Even so, one could maintain that the photograph is less driven
to this type of self-referentiality than other artistic endeavors.
Paradoxically, the photographs of uttermost reflexive significance have often
attained this only by accident. Everyone knows Robert Capa's famous series of
the landing in Normandy. The film was ruined in the London studios. In the end,
eight negatives survived the accident, which only serves to intensify one of
their fundamental aspects: photos are problematic imprints. The result of this
mishap activates a staggering semiotic and indiciological complex concerning
the nature of present or absent appearance, manifestation, and events. But the
fascination, so well-suited to the nature of photography, arises not from
premeditated intentions but from an exterior accident.

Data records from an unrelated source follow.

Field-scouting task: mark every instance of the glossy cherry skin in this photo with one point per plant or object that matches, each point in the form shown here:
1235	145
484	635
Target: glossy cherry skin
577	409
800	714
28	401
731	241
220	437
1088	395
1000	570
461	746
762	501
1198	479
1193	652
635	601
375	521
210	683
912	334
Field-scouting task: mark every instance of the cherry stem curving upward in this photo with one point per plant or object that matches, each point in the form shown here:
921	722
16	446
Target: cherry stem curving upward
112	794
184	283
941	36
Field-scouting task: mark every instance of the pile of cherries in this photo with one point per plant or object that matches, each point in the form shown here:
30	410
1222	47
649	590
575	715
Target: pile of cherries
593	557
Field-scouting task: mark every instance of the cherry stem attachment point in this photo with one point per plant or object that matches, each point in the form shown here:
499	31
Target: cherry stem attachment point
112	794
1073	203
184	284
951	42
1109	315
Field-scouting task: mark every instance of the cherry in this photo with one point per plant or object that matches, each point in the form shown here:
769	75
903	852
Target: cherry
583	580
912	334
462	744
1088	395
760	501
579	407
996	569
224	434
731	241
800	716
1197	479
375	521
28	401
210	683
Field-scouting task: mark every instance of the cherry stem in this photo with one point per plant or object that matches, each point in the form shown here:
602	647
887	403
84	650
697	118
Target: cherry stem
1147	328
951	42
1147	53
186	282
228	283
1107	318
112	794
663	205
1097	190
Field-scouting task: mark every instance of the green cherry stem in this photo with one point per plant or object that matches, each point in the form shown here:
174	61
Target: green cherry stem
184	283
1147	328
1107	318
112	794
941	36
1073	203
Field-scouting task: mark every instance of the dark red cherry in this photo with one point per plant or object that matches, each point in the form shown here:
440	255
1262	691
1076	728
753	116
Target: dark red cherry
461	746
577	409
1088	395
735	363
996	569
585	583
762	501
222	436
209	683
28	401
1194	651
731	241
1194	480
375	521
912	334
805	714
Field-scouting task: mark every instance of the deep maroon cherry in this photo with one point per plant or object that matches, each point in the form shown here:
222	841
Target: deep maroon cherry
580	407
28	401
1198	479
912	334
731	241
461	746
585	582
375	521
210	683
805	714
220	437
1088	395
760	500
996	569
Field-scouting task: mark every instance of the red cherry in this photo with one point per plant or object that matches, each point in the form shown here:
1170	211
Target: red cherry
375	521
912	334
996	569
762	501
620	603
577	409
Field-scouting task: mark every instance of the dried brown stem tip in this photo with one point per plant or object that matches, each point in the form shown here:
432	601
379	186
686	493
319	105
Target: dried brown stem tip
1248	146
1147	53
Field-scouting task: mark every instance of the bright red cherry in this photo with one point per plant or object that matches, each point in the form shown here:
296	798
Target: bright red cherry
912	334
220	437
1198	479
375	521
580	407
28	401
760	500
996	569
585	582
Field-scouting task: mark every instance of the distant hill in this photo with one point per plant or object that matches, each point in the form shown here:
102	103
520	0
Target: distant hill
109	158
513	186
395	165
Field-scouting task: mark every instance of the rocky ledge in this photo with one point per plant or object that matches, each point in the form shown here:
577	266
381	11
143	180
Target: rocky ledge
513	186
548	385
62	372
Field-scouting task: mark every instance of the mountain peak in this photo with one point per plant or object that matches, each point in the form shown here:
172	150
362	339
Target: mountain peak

The self-portrait is a good test for the highly irregular
reflexive possibilities of signs and indices. The classical painter, working
with semiotic traits, excels in this genre and confirms his ‘Me', his
microcosm. Here, the photographer, trapper of contingently indexed indicial
imprints, fails. ‘Me' is a matter of the mirror, as Narcissus believed. The
photograph is not a mirror. In a photograph, the "I" is captured from the back
and in delayed-action (Denis Roche), in its black shadow (Tress), as an
anticipated corpse (Schwarzkogler), as a reflection among reflections
(Friedlander). However, in the latter case the ‘I' discovers its positive
status: to be a state of the universe among other states.